The relationship between Cricket Ireland and the clubs that host its marquee fixtures needs some work, with large and vocal minorities in the membership of both the Leinster venues – Malahide and Clontarf – resentful of the number of days CI takes out of the time available for members to play and train.

The plan notes a desire to have ‘multi-year memorandums of understanding in place with all international venues by the end of 2024’. Equality, diversity and inclusion are a keynote of the plan. The sport is probably more diverse than any other in the land, with many of the New Irish coming from the south Asian countries where the sport is vastly popular.

CI introduced professional contracts for its female squad three years ago, and chief executive Warren Deutrom is keen to stress its undoubted commitment in this area.

‘We are determined to set new standards and lead the way in inclusion in Irish sport. We’ve made considerable strides in women’s and girls’ cricket, being only the second sport in Ireland to offer professional contracts, and we have more work to do. Our focus is on levelling access and equality.’

The men’s gripping wins in Tests this year in Abu Dhabi and Belfast are not mentioned – in fact the word ‘Test’ does not appear anywhere in the document. Instead, there is a plan to ‘launch and deliver a new men’s and women’s franchise league’.

13 August 2024; Gaby Lewis of Ireland plays a shot to bring up her century during match two of the Women’s T20 International Series between Ireland and Sri Lanka at Pembroke Cricket Club in Dublin. Pic: Ramsey Cardy/Sportsfile

There is a loose commitment – not for the first time – to ‘reintroduce’ first-class cricket by 2025, and at provincial level by 2027. This despite being locked into the ICC’s future tours programme and facing Tests against Afghanistan, Bangladesh, New Zealand and Zimbabwe in the next 18 months.
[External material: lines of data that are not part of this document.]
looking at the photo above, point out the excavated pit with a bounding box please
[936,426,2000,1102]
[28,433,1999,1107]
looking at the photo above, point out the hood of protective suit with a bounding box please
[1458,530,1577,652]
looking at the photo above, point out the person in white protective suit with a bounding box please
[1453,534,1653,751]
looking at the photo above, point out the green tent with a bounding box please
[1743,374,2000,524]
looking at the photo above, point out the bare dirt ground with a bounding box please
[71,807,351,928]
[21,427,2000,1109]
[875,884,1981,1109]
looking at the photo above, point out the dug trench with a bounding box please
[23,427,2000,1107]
The last interpro three-day games were staged in 2019, meaning an eight-year hiatus in the competition designed to produce Test players and introduced to replace the English county experience that was no longer available to young Irish players. This is a key time for the body, with the challenge of delivering the national stadium before it co-hosts the 2030 T20

World Cup, and the return of cricket to the Olympics in 2028. The latter gets a cursory mention without any suggestion as to whether it intends to have Ireland teams there.

The governing body has a wide-ranging function, with the success of the national sides the one that gets most attention. But there is work to be done on building stronger foundations, especially with the recent move to bring Connacht into the fold.

There is also a need to bring along its playing members at all levels. Wandering the boundaries this summer, I hear a lot of muttering about disconnection with clubs, wasteful spending on company cars, and top-heavy bureaucracy. If cricket is to truly grow it needs to engage with those supporters.